In the experiment below, I simulated 1000 tosses of a fair coin. The longest run of Tails in those 1000 tosses was of length 8. The R procedure rle counts runs of Heads (1's) and Tailz (0's).

set.seed(1234)
x = rbinom(1000, 1, .6)
rle(x)
Run Length Encoding
lengths: int [1:511] 1 5 2 1 1 1 2 1 1 1 ...
values : int [1:511] 1 0 1 0 1 0 1 0 1 0 ...
max(rle(x)$$len[rle(x)$$val==0])
 8


This same sequence of 1000 tosses happened to have a run of 10 Heads.
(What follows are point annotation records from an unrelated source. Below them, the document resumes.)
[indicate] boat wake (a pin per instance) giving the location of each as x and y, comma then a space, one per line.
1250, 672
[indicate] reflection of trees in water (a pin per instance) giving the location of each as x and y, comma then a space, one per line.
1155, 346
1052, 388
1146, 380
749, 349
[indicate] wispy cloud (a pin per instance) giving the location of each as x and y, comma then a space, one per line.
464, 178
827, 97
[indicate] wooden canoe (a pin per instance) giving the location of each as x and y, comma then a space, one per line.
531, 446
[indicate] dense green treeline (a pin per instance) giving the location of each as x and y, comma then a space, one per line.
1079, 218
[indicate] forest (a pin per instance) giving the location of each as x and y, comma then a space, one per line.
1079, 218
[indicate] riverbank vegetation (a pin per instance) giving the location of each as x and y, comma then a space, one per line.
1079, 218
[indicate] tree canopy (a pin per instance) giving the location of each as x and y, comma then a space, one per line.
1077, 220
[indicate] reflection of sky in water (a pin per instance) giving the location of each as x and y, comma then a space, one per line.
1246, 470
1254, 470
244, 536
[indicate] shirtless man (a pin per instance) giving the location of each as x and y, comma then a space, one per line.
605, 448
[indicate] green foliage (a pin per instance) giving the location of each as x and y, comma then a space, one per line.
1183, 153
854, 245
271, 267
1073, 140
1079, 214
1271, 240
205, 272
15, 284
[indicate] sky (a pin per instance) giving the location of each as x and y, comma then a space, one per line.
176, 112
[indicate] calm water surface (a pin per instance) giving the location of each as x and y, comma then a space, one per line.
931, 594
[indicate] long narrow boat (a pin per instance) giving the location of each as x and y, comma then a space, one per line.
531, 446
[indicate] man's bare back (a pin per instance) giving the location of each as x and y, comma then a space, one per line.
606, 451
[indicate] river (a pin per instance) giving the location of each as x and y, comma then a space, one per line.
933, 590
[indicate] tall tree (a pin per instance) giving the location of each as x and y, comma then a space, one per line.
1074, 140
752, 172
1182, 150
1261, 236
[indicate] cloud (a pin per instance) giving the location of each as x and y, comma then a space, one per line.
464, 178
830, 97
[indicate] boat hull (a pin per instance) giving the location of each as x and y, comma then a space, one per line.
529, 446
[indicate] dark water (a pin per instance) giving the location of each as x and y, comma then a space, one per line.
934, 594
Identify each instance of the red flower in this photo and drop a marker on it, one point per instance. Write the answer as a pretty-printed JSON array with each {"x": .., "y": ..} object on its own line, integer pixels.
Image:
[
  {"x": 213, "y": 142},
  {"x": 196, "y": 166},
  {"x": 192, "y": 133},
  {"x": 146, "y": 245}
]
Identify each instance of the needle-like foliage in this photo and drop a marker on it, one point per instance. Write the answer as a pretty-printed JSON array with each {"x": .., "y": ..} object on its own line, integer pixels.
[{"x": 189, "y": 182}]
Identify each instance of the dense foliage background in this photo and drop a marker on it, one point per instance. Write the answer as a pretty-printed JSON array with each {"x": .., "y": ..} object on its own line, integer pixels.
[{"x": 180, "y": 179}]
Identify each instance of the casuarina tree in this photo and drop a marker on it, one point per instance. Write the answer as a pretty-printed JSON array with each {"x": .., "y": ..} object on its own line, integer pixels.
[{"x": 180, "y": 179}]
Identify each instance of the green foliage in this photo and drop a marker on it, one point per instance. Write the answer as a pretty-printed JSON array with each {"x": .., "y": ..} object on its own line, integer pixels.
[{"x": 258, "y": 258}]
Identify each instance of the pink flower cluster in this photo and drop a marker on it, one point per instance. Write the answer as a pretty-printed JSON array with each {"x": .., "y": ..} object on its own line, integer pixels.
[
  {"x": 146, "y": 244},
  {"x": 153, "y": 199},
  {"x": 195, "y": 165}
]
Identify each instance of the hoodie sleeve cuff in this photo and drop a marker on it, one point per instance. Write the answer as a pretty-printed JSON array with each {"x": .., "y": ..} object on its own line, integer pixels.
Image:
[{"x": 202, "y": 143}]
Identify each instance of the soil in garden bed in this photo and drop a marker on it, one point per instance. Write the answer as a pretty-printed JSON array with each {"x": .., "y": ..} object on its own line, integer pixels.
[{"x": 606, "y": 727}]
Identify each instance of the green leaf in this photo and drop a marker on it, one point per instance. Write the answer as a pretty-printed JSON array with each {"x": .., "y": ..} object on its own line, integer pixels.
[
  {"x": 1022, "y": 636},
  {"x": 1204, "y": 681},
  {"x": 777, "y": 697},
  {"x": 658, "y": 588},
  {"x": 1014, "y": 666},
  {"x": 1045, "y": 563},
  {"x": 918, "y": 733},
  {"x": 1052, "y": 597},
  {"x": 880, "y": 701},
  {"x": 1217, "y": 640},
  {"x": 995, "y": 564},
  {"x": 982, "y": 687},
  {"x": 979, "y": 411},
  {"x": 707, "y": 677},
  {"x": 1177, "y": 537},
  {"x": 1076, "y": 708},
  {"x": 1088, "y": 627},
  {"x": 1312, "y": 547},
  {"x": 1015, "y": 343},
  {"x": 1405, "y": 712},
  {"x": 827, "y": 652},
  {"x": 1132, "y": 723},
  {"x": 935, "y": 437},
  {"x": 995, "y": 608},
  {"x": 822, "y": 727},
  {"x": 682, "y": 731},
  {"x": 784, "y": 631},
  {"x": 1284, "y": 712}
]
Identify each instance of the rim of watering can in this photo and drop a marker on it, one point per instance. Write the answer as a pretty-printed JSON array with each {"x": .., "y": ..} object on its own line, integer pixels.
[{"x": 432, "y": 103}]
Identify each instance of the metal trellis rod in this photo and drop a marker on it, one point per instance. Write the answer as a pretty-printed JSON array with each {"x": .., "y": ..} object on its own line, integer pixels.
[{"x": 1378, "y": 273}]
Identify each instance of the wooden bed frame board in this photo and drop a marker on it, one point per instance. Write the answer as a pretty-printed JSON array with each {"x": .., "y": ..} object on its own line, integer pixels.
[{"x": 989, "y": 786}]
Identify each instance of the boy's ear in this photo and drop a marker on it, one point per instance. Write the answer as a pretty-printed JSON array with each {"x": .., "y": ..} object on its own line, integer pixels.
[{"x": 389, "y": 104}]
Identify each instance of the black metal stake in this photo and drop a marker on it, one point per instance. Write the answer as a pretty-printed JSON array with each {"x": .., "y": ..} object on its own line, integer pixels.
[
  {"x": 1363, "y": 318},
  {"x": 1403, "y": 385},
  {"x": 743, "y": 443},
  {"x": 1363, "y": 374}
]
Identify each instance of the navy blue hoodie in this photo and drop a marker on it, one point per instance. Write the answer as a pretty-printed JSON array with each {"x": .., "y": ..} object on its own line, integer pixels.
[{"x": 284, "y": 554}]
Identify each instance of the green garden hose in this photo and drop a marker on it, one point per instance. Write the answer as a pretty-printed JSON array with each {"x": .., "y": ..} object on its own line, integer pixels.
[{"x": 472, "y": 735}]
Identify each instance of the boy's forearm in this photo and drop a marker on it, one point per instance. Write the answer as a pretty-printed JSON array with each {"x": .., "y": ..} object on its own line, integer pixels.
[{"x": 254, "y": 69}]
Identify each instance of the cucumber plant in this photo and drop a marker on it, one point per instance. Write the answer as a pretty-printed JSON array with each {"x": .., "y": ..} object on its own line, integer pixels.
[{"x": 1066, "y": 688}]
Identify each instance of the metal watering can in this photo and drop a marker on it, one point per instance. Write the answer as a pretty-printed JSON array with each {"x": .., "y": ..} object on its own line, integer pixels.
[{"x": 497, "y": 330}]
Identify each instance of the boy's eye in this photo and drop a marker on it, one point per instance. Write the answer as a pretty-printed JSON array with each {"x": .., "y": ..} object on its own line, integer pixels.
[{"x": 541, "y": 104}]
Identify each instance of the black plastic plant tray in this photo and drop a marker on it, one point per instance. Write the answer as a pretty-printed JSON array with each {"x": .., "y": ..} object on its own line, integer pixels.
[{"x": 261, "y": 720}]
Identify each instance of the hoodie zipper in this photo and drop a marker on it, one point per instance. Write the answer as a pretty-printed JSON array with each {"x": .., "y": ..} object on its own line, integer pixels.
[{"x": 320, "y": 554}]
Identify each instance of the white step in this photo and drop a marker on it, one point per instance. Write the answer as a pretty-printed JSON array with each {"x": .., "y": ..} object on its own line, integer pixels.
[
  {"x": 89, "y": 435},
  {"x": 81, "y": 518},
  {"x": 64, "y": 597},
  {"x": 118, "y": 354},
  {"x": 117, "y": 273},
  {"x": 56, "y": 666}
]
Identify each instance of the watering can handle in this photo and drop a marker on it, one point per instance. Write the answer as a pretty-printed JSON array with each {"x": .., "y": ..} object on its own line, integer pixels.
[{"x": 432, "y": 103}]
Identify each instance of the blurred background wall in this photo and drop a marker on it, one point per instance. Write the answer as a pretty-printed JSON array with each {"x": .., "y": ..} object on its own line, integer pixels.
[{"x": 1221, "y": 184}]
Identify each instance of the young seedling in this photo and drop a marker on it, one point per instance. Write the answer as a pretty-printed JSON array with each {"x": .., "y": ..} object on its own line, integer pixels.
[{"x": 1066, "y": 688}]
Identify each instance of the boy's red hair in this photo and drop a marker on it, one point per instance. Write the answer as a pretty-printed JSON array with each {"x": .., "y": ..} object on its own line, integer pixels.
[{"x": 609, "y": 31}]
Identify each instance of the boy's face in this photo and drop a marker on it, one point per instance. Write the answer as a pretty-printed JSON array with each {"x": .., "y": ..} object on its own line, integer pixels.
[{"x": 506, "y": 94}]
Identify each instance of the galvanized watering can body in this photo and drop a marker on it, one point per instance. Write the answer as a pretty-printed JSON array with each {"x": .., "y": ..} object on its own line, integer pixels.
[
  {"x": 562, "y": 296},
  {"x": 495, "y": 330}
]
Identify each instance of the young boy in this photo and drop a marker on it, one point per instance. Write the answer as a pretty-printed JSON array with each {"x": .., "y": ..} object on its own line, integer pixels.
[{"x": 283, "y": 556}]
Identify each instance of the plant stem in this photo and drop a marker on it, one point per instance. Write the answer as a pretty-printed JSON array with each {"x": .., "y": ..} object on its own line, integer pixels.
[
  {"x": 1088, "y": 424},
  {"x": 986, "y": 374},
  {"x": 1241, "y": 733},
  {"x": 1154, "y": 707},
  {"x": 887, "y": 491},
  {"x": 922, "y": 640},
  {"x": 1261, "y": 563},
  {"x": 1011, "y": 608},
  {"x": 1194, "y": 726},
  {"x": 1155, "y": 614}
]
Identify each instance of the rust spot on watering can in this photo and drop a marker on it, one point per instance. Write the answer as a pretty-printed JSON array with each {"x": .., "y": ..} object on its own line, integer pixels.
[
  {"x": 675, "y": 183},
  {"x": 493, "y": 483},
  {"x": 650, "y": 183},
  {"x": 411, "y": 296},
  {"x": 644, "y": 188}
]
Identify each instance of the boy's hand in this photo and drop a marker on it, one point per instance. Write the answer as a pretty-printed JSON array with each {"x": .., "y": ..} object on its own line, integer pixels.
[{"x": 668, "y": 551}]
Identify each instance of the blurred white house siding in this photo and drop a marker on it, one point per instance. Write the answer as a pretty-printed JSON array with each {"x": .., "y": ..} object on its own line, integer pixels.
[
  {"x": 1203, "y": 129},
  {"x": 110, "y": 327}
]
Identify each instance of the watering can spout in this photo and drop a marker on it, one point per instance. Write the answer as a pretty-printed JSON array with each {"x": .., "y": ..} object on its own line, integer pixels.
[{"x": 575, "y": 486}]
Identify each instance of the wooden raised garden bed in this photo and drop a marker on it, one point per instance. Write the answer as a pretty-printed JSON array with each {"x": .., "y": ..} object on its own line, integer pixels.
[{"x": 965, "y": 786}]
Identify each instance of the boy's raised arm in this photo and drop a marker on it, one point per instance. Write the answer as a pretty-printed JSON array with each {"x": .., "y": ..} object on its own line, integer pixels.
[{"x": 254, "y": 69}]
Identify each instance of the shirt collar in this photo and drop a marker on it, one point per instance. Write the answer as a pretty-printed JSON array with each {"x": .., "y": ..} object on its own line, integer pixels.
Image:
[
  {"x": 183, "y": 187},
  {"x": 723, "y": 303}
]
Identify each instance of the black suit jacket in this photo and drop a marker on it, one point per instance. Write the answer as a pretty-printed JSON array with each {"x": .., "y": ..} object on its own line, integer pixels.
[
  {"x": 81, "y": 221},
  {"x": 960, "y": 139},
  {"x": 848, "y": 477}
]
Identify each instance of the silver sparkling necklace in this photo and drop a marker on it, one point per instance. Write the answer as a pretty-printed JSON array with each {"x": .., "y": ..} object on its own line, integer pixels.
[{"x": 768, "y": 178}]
max(rle(x)$$len[rle(x)$$val==1])
 10

• Good point, however, I was mainly implying that you tossed n times, and only observed tails- not that you observed n consecutive tails in a longer chain of tosses. Sorry for the confusion. May 23 at 1:59
• I guessed that's want you intended. But it might be a slippery slope. What if you got a run of six Tails after seeing just one Head? May 23 at 2:10

Rather than counting tails, I would prefer to calculate a minimum sample size to conclude whether the coin may be biased. Here is one way this can be done, using Chebyshev's inequality. The following formula uses this inequality to get a sample size needed to estimate a mean that is within $$\epsilon$$ of the true one with probability $$1-\delta$$, given that we have an upper bound on the variance $$\sigma^2$$: $$ceil(\frac{\sigma^2}{\delta\epsilon^2}).$$

In this case, the variance is bounded above by 1/4, which is the maximum variance a Bernoulli random variable can have, namely the variance for a fair coin ($$(1/2)(1-1/2)$$).

For example, we choose $$\epsilon=1/10$$ and $$\delta=1/20$$ (so we have a 95% confidence interval that the true probability is between 4/10 and 6/10), then we should flip the coin at least—$$t=ceil(\frac{\frac{1}{4}^2}{\frac{1}{20}*\frac{1}{10}^2}) = 125$$ times, count the number of heads, and divide by the number of flips to get the estimated probability of heads, which will be within 1/10 of the true probability at a 95% chance.

Another way is Hoeffding's inequality. Using the same notation as before, the sample size for random variables in [0, 1] (including Bernoulli random variables) is— $$ceil(\frac{\ln(2/\delta)}{2\epsilon^2}),$$ so that the same example becomes— $$ceil(\frac{\ln(2/\frac{1}{20})}{2\frac{1}{10}^2}) = 185.$$